La provision était épuisée; le soufflet respiratoire se tendit, se referma, se tendit de nouveau; son visage se contracta, ses doigts se crispèrent sur le sol, dans un geste d'agonie, puis il se renversa en arrière, ayant encore, même aux approches de la mort, la pensée suprême de saisir les mains de sa fiancée et de les serrer sur sa poitrine.

By God! grommela Farenheit qui s'était attardé à l'arrière de la petite troupe et qui, en quelques bonds, arriva près des deux jeunes gens, morts! ils sont morts!

Et, sans songer à son respirol qui étouffait le son de sa voix, il se remit à appeler à pleins poumons, Mickhaïl Ossipoff qui, tranquillement, insouciant de ce qui se passait derrière son dos, continuait son chemin.

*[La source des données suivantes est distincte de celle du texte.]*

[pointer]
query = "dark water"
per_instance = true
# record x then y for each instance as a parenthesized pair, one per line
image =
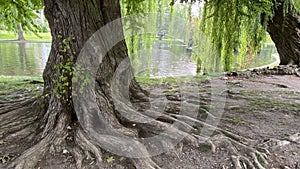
(23, 59)
(162, 60)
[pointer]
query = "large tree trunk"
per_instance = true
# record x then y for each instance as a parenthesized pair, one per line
(72, 23)
(284, 29)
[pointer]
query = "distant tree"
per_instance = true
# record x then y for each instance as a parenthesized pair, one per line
(20, 33)
(49, 118)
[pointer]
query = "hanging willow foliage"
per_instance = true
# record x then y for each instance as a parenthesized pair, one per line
(237, 28)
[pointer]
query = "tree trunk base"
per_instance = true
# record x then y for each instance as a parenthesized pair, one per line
(55, 129)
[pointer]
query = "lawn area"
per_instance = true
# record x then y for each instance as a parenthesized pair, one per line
(5, 35)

Partagé entre le désir de prévenir le vieillard et une répugnance bien compréhensible à laisser seuls Gontran et Séléna, l'Américain demeurait là, hésitant, auprès des deux corps étendus à ses pieds, lorsque soudain il vit Mickhaïl Ossipoff s'arrêter, chanceler en portant ses mains à son front, puis battre l'air de ses bras et tournoyer plusieurs fois sur lui-même pour, finalement, tomber à la renverse.

Farenheit crut qu'il allait devenir fou, saisi brusquement par le sentiment de l'épouvantable solitude en laquelle il se trouvait, sur ce monde inconnu, entre les cadavres de ses compagnons; dans un mouvement de désespoir, il leva les yeux vers l'espace pour implorer la miséricorde divine et, comme une réponse à sa prière, un point noir apparut à l'Orient, grossissant à vue d'œil et semblant se diriger vers Phobos.

—Mon Dieu! murmura l'Américain, le cœur serré par une inexprimable angoisse, serait-ce un secours que votre générosité et votre bonté nous envoient!...

Comme il achevait ces mots, il éprouva à respirer une incroyable difficulté et une sorte de sifflement se produisit dans ses poumons qui se dilataient à vide.

By God! pensa-t-il, voilà de quoi ces malheureux sont morts; voilà de quoi je vais mourir moi-même... faute d'air.